すぐに病院へ行くべき「ぽっこりお腹」に関する症状
ここまでは症状が起きたときの原因と対処法を紹介しました。応急処置をして症状が落ち着いても放置してはいけない症状がいくつかあります。
以下のような症状がみられる際にはすぐに病院に受診しましょう。
ぽっこりお腹で強い腹痛や呼吸の症状がある場合は、内科へ
ぽっこりお腹はご紹介したような病気が隠れている可能性があります。特に、突然の激しい腹痛、吐き気・嘔吐、便もガスも全く出ないなどの症状は注意すべきです。緊急手術が必要となる可能性のある病気の可能性も考えられます。また、比較的短期間(数日〜数週間)で急激にお腹が張ってきた場合、は「腹水」が溜まっている可能性があります。また。女性の場合は産婦人科疾患の可能性も考えなければなりません。

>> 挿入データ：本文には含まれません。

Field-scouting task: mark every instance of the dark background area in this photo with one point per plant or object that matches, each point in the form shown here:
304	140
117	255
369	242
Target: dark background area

これらはあくまで一例です。いつもと違うお腹の張りや、他の気になる症状がある場合は、自己判断せず、かかりつけ医や専門の医療機関に相談することが最も大切です。
「ぽっこりお腹」が特徴的な病気・疾患
ここではメディカルドック監修医が、「ぽっこりお腹」に関する症状が特徴の病気を紹介します。どのような症状なのか、他に身体部位に症状が現れる場合があるのか、など病気について気になる事項を解説します。
便秘
便秘のほとんどは、食生活の乱れ、運動不足、ストレスなどで腸の動きが悪くなる「機能性便秘」です。お腹が張る原因にもなります。まずは、水分や食物繊維を多く摂る、運動する、規則正しい排便習慣をつけるといった生活習慣の改善が基本です。
改善しない場合は薬物療法が行われます。市販薬が効かない、腹痛や血便がある、急に便秘になった場合は、他の病気の可能性があるため、消化器内科などを受診しましょう。
肥満症
肥満症とは、単に体重が多い「肥満」の状態に加えて、その肥満が原因で高血圧、糖尿病、脂質異常症などの病気の合併が予測される状態を指します。主な原因は、摂取カロリーが消費カロリーを上回る状態が続くことです。治療の基本は、食事療法と運動療法です。摂取カロリーを適切に制限し、ウォーキングなどの有酸素運動を継続することが中心となります。これらの方法で改善が難しい場合や、健康障害のリスクが非常に高い場合には、薬物療法や外科手術が検討されることもあります。BMIが25以上(特に30以上の方)で、健康診断などで高血圧、高血糖、脂質異常などを指摘された場合は、内科で相談しましょう。内科、内分泌内科、糖尿病内科、または「肥満外来」などの専門外来の受診も検討しましょう。
腸閉塞
腸閉塞とは、過去の腹部手術による腸の「癒着」や大腸がん、腸がねじれること(腸捻転)、腸の動き自体が麻痺することで腸の中身が流れなくなることでも起こります。そのため、お腹がパンパンに張り、ぽっこりお腹の状態になります。腸閉塞は緊急を要する病気です。治療は、まず絶食・絶飲とし、点滴で水分や栄養を補給します。鼻から管を入れて、腸に溜まった内容物を排出させることもあります。癒着が原因の場合はこれで改善することも多いですが、場合により、緊急手術が必要となります。激しい腹痛、嘔吐、排便・排ガスの停止、お腹の急激な張り。これらの症状が揃ったら、ためらわずに救急外来を受診してください。
大腸がん
大腸がんとは、大腸(結腸・直腸)の粘膜に発生するがんです。初期の段階では自覚症状がほとんどありませんが、がんが大きくなると、腸の内側が狭くなり、便が通りにくくなることがあります。その結果、便秘になったり、お腹が張ったりして、ぽっこりお腹の原因となることがあります。治療法は早期であれば内視鏡(大腸カメラ)、進行している場合は、外科手術が治療の中心です。さらに進行している場合や、再発予防のために、化学療法(抗がん剤)や放射線治療などを組み合わせて行うこともあります。便秘、便が細くなった、血便(便に血が混じる、便が黒い)、腹痛、お腹の張りが続く、理由のない体重減少。これらの症状がある場合は、早めに消化器内科を受診してください。また、症状がなくても、40歳を過ぎたら定期的に大腸がん検診(便潜血検査)を受けることが重要です。消化器内科、消化器外科を受診しましょう。
子宮筋腫
子宮筋腫は、子宮の筋肉にできる良性の腫瘍です。小さいうちは無症状ですが、大きくなったり場所によっては、過多月経、月経痛、貧血、不妊の原因となることがあります。症状がなければ経過観察となりますが、症状が強い場合や不妊の原因となっている場合は、ホルモン療法や手術などの治療が検討されます。月経量が多い、ひどい月経痛、貧血、しこりが触れる、頻尿などの症状があれば、婦人科を受診しましょう。